Yes, Bkav researchers have a better option than holding it up to your face while you sleep.
Bkav researchers re-created the owner's face through a combination of 3D printed mask, makeup, and 2D images with some "special processing done on the cheeks and around the face, where there are large skin areas" and the nose is created from silicone.
"Many people in the world have tried different kinds of masks but all failed. It is because we understand how AI of Face ID works and how to bypass it," an FAQ on the Bkav website said.
"You can try it out with your own iPhone X, the phone shall recognize you even when you cover a half of your face. It means the recognition mechanism is not as strict as you think, Apple seems to rely too much on Face ID's AI. We just need a half face to create the mask. It was even simpler than we ourselves had thought."
Researchers explain that their "proof-of-concept" demo took about five days after they got iPhone X on November 5th. They also said the demo was performed against one of their team member's face without training iPhone X to recognize any components of the mask.

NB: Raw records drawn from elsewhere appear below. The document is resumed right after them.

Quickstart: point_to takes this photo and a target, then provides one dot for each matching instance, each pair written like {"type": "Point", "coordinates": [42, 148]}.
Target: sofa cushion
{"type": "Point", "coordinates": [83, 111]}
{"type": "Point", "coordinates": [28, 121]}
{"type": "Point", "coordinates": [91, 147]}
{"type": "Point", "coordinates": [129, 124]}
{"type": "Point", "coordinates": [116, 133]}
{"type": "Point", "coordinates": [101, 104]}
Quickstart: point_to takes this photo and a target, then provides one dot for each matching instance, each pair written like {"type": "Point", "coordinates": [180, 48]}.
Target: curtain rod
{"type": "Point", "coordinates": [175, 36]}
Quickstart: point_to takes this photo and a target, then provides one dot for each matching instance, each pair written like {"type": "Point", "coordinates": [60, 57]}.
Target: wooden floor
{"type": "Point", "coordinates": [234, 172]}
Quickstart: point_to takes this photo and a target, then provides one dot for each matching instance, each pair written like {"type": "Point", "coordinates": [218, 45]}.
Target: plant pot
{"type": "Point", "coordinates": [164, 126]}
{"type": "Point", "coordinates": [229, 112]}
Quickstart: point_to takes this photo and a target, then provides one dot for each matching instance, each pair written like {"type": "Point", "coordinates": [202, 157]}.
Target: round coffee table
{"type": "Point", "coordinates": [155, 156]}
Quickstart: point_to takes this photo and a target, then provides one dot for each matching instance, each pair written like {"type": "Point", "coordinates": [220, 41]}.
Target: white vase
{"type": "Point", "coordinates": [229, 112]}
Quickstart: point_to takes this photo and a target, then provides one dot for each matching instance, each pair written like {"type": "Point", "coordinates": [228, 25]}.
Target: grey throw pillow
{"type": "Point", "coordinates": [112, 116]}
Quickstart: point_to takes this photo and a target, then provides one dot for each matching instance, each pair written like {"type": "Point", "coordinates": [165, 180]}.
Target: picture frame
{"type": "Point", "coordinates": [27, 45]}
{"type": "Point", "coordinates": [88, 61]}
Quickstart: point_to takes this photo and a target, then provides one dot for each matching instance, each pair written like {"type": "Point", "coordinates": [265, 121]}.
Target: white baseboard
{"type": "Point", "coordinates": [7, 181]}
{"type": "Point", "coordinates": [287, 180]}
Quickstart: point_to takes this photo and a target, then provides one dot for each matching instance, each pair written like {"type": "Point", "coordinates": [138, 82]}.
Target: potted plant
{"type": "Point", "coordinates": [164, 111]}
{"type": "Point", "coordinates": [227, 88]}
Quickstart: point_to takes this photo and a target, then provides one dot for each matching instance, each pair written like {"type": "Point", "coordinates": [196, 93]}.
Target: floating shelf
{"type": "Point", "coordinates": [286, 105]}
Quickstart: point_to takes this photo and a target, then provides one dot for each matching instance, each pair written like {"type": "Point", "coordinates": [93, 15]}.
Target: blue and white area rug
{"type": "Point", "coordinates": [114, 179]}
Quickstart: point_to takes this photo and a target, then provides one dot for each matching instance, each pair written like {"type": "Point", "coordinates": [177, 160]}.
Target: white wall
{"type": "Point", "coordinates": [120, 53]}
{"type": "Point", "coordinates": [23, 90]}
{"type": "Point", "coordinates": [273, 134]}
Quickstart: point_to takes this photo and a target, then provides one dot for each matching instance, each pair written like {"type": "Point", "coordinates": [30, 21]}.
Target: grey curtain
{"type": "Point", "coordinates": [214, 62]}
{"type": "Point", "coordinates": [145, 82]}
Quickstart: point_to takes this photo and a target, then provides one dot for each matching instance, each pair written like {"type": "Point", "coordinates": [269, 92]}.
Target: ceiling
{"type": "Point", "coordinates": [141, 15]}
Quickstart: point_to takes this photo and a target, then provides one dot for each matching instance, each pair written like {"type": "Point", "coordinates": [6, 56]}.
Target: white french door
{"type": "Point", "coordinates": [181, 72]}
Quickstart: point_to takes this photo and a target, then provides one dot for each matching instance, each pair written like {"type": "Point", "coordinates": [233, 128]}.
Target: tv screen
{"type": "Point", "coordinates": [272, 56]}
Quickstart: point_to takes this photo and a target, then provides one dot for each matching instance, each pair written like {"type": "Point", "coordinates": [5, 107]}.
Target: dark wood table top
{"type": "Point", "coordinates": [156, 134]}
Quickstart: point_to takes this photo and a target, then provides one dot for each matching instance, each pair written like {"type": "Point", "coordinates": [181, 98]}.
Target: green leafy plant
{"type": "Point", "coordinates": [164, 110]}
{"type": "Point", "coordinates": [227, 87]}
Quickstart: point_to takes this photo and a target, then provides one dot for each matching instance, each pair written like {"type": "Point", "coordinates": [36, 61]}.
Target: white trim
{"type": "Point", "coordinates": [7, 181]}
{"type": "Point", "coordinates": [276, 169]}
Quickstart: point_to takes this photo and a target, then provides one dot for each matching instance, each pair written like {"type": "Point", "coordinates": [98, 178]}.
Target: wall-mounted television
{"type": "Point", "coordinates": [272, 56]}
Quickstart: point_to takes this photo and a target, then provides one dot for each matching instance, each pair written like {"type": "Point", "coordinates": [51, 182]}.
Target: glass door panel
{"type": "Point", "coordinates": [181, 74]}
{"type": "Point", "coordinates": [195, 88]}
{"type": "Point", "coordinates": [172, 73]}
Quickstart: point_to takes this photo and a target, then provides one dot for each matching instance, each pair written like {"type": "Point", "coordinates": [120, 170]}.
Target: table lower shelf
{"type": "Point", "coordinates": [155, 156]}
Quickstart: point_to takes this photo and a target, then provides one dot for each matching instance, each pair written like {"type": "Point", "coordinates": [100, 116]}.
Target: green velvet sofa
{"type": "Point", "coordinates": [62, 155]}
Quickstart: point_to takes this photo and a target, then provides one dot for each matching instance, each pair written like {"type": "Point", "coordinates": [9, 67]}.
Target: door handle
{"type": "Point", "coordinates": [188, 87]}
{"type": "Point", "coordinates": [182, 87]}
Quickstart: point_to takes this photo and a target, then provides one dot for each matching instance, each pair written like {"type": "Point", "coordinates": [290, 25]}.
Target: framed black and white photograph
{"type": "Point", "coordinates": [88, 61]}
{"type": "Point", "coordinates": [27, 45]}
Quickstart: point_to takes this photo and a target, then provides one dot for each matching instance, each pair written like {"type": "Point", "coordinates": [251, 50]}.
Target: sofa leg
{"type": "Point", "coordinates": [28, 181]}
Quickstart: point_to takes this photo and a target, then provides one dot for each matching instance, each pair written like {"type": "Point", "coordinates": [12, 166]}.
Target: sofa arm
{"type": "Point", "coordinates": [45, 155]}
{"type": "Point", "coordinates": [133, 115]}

"We used a popular 3D printer. The nose was made by a handmade artist. We use 2D printing for other parts (similar to how we tricked Face Recognition 9 years ago). The skin was also hand-made to trick Apple's AI," the firm said.The security firm said it cost the company around $150 for parts (which did not include a 3D printer), though it did not specify how many attempts its researchers took them to bypass the security of Apple's Face ID.
It should be noted that creating such a mask to unlock someone's iPhone is a time-consuming process and it is not possible to hack into a random person's iPhone.
However, if you prefer privacy and security over convenience, we highly recommend you to use a passcode instead of fingerprint or Face ID to unlock your phone.